Hi Everyone I am doing rnaseq variant calling on mouse, I am using the reference and indels and snps for mouse from here, the same source [ftp://ftp-mouse.sanger.ac.uk/]. indels file indels.dbSNP142 did not cause any issues with indel realigner, but snps snps.dbsnp142 file throws the following error with baserecabliration:
java -jar ${GATK}/GenomeAnalysisTK.jar \
-T BaseRecalibrator \
-R ${WHOLEGENOME} \
-I ${WHERE}/${CURRENT}-realigned.bam \
-knownSites ${DBSNP} \
-o ${WHERE}/${CURRENT}.recal_data.table
ERROR MESSAGE: Input files snps.dbSNP142.vcf and reference have incompatible contigs. Error details: The contig order in snps.dbSNP142.vcf and reference is not the same; to fix this please see: (https://www.broadinstitute.org/gatk/guide/article?id=1328), which describes reordering contigs in BAM and VCF files.. ##### ERROR snps.dbSNP142.vcf contigs = [1, 2, 3, 4, 5, 6, 7, 8, 9, 10, 11, 12, 13, 14, 15, 16, 17, 18, 19, X, Y, MT] ##### ERROR reference contigs = [1, 10, 11, 12, 13, 14, 15, 16, 17, 18, 19, 2, 3, 4, 5, 6, 7, 8, 9, MT, X, Y, JH584295.1, JH584292.1, GL456368.1, GL456396.1, GL456359.1, GL456382.1, GL456392.1, GL456394.1, GL456390.1, GL456387.1, GL456381.1, GL456370.1, GL456372.1, GL456389.1, GL456378.1, GL456360.1, GL456385.1, GL456383.1, GL456213.1, GL456239.1, GL456367.1, GL456366.1, GL456393.1, GL456216.1, GL456379.1, JH584304.1, GL456212.1, JH584302.1, JH584303.1, GL456210.1, GL456219.1, JH584300.1, JH584298.1, JH584294.1, GL456354.1, JH584296.1, JH584297.1, GL456221.1, JH584293.1, GL456350.1, GL456211.1, JH584301.1, GL456233.1, JH584299.1]

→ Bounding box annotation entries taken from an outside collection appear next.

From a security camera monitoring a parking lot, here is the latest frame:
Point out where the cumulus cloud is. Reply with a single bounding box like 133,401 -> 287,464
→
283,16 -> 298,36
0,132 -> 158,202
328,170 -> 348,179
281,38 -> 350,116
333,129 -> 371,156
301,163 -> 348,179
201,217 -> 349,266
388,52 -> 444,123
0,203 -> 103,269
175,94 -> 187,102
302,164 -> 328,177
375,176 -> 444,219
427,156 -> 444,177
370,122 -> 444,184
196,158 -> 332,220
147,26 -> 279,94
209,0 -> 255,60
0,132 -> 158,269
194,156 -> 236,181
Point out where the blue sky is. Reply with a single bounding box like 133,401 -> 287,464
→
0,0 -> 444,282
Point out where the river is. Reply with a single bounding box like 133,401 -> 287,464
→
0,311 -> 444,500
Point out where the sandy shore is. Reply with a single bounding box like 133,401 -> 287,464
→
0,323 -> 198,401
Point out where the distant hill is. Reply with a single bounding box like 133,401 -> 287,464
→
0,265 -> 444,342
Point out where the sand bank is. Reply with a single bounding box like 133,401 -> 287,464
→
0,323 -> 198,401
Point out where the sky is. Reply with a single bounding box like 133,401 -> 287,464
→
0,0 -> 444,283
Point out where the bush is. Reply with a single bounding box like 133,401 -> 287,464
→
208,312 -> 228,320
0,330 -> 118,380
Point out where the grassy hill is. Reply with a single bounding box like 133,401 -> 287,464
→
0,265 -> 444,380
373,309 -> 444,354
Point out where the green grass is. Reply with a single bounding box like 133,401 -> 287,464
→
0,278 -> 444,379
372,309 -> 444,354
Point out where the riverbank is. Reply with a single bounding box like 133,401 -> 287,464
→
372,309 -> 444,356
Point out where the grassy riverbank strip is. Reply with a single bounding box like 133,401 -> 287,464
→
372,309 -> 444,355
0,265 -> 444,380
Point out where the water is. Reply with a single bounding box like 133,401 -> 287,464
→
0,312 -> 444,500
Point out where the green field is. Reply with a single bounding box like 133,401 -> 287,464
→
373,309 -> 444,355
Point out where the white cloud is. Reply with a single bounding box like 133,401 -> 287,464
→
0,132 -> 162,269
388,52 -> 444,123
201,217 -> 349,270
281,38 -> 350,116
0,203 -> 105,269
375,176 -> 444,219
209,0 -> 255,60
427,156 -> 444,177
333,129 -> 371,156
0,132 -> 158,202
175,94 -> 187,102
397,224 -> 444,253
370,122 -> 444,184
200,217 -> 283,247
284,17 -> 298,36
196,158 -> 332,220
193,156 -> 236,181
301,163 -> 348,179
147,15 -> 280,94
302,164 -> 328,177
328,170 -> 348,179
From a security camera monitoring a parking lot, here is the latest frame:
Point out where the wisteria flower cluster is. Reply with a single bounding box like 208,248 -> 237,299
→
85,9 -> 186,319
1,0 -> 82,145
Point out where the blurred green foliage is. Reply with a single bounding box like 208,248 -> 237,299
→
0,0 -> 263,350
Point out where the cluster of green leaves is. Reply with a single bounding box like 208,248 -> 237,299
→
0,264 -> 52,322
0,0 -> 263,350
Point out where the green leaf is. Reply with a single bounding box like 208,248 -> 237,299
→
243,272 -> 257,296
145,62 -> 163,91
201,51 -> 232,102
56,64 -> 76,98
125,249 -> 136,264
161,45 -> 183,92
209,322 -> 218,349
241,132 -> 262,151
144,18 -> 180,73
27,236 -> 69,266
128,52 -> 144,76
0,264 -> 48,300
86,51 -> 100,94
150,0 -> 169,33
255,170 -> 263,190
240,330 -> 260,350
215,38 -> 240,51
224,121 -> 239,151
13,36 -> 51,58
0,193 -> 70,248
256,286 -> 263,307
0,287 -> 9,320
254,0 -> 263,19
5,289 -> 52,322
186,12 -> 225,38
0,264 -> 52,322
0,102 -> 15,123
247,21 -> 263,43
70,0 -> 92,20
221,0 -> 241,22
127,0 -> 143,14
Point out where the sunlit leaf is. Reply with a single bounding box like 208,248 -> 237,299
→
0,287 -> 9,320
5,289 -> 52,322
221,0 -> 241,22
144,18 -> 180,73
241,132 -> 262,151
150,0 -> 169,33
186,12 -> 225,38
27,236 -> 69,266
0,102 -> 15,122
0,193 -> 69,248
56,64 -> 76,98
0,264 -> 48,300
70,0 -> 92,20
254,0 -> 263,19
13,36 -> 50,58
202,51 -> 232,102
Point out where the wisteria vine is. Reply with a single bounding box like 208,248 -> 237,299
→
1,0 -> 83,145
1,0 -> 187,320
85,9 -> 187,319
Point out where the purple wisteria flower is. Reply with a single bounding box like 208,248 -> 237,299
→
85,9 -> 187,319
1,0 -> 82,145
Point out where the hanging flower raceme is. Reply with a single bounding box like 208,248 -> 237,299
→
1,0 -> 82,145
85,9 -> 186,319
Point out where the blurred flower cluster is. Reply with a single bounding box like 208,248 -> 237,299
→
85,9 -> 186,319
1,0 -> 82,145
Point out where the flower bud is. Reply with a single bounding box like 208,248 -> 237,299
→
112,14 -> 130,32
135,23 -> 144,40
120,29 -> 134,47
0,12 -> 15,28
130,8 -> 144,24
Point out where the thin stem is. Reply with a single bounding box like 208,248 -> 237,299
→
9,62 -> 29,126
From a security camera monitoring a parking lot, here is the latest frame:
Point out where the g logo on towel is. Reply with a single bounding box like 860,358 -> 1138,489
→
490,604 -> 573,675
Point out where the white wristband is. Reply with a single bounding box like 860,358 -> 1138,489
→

I tried this too as in the link in the error,:
java -jar ${PICARD}/picard.jar SortVcf \
I= ${DBSNP} \
O= sorted.vcf \
SEQUENCE_DICTIONARY= GRCm38_68.dict
But then i got:
Exception in thread "main" java.lang.IllegalArgumentException: java.lang.AssertionError: SAM dictionaries are not the same: SAMSequenceRecord(name=X,length=171031299,dict_index=19,assembly=null) was found when SAMSequenceRecord(name=MT,length=16299,dict_index=19,assembly=null) was expected. at picard.vcf.SortVcf.collectFileReadersAndHeaders(SortVcf.java:126) at picard.vcf.SortVcf.doWork(SortVcf.java:95) at picard.cmdline.CommandLineProgram.instanceMain(CommandLineProgram.java:228) at picard.cmdline.PicardCommandLine.instanceMain(PicardCommandLine.java:94) at picard.cmdline.PicardCommandLine.main(PicardCommandLine.java:104) Caused by: java.lang.AssertionError: SAM dictionaries are not the same: SAMSequenceRecord(name=X,length=171031299,dict_index=19,assembly=null) was found when SAMSequenceRecord(name=MT,length=16299,dict_index=19,assembly=null) was expected. at htsjdk.samtools.SAMSequenceDictionary.assertSameDictionary(SAMSequenceDictionary.java:170) at picard.vcf.SortVcf.collectFileReadersAndHeaders(SortVcf.java:124) ... 4 more make: * [sortvcf] Error 1 sortvc
Any hint?
Thanks
When you did the original alignment you did not include
unplaced and unlocalized
contigs in your reference. The solution you linked to is only applicable when the sort order is wrong but there are no mismatches. I suppose you could remove lines with the offending references from your SNP reference.I did not understand this part <unplaced and="" unlocalized="">? And also you mean, I manually remove those extras stuff from the snp file? {JH584295.1, JH584292.1, GL456368.1, GL456396.1, GL456359.1, GL456382.1, GL456392.1, GL456394.1, GL456390.1, GL456387.1, GL456381.1, GL456370.1, GL456372.1, GL456389.1, GL456378.1, GL456360.1, GL456385.1, GL456383.1, GL456213.1, GL456239.1, GL456367.1, GL456366.1, GL456393.1, GL456216.1, GL456379.1, JH584304.1, GL456212.1, JH584302.1, JH584303.1, GL456210.1, GL456219.1, JH584300.1, JH584298.1, JH584294.1, GL456354.1, JH584296.1, JH584297.1, GL456221.1, JH584293.1, GL456350.1, GL456211.1, JH584301.1, GL456233.1, JH584299.1] Thanks
Like the human genome those GL* and JH* contigs are known to be present in the mouse genome but their precise location is not known. Did you delete the index file before running SortVcf?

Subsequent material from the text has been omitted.